By now it's probably clear to everyone that I hope to find success in writing one day. It's what I love to do and, hopefully, one day I'll be able to make a career out of it. I don't know if I'll become an investigative reporter or perhaps some other kind of journalist. The route I seem to be going on looks like it may lead me toward becoming a columnist.
Whichever way I go, I know I'll be happy as long as I'm writing. I know it's a competitive field and the key thing is to find a way to set myself a part from the others. All I have to do is keep taking chances. After all, that's how I got to where I am today.
Cindy Paavola, the director of communications at NMU is living proof that taking chances is worth more than we might realize at the time.
This week she visited my advanced news writing class to talk about working with the media.
Cindy started as a journalist, went into public relations, then back to journalism. Now she's back in PR.
It was helpful talking to someone who has been on both sides of the fence. She understands what it is like to be a reporter trying to get information and she also understands the boundaries and limitations of dispensing information.
She explained ways to go about getting information, how to approach companies and so forth.

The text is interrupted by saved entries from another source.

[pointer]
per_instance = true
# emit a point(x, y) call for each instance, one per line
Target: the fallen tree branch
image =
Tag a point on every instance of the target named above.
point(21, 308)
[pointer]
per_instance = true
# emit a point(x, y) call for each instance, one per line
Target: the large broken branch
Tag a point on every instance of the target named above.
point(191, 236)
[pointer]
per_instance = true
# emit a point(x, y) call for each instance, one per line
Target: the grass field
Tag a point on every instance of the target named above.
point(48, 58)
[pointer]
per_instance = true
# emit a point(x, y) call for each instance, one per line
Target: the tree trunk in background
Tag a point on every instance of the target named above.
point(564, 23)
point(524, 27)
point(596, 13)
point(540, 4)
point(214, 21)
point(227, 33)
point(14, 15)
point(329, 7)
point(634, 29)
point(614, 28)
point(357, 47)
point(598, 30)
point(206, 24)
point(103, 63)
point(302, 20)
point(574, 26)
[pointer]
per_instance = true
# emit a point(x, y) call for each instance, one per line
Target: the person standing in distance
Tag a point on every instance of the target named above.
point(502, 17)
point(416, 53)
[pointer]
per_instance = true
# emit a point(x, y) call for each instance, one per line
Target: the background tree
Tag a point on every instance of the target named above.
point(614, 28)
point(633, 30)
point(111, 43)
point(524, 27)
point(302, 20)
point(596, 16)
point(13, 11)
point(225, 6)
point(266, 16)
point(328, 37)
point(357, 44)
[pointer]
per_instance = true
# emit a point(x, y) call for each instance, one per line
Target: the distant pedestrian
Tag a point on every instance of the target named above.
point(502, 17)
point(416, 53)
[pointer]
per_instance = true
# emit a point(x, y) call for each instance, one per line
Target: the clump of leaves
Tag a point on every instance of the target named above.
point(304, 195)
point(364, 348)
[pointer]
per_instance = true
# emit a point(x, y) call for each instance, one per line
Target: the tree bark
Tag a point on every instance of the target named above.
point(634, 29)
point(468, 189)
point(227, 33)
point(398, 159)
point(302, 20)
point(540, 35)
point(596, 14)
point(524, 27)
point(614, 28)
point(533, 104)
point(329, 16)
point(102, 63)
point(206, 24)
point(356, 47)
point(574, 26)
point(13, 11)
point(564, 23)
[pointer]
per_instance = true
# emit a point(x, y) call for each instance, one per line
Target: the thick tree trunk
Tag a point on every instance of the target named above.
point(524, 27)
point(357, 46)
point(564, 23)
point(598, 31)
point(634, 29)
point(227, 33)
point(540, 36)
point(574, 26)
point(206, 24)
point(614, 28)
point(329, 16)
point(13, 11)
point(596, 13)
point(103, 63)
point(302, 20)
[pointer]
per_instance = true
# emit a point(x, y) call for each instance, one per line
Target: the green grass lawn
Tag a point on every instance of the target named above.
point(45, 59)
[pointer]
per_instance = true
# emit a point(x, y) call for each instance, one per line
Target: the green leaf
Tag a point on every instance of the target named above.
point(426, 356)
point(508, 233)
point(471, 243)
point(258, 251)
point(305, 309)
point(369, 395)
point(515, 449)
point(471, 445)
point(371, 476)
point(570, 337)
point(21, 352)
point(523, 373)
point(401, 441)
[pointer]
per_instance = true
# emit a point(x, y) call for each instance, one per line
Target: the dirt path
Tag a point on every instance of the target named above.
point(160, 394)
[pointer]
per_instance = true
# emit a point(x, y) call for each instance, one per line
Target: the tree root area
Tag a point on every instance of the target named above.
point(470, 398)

But, more importantly, I thought the story of how she got her foot in the door was amazing.
Cindy started off at Northern receiving her bachelor's degree in mass communications with minors in sociology and journalism. She went to work as a general reporter for the Daily Mining Gazette in Houghton and then moved to USATODAY.com as a marketing liaison.
Like most things worth getting in life, Cindy wasn't just handed these jobs. She had to work for them. She took a lot of heat for being a woman reporting on hockey. People would ignore her on the long bus rides down to the games and they would doubt her abilities as a writer. She said it was hard - at times, unbearable - but, in the end, it was so worth it. Instead of giving up, which is always the easiest thing to do, she pressed on.
"If you have a chance of falling on your face in front of an audience that is really cool ... I say go for it!" she encouraged our class.
Cindy is truly an inspiration to up-and-coming writers. Even though I am only 20, I'm starting to get a taste of the benefits and the downfalls of working in the media. But now I'll tell myself, "If Cindy can do it, I can do it!"
"If I could you each one gift ..." she told our class, "It would be for each of you to jump into a big black hole when you don't know what's going to happen. You have to be brave to be at the top."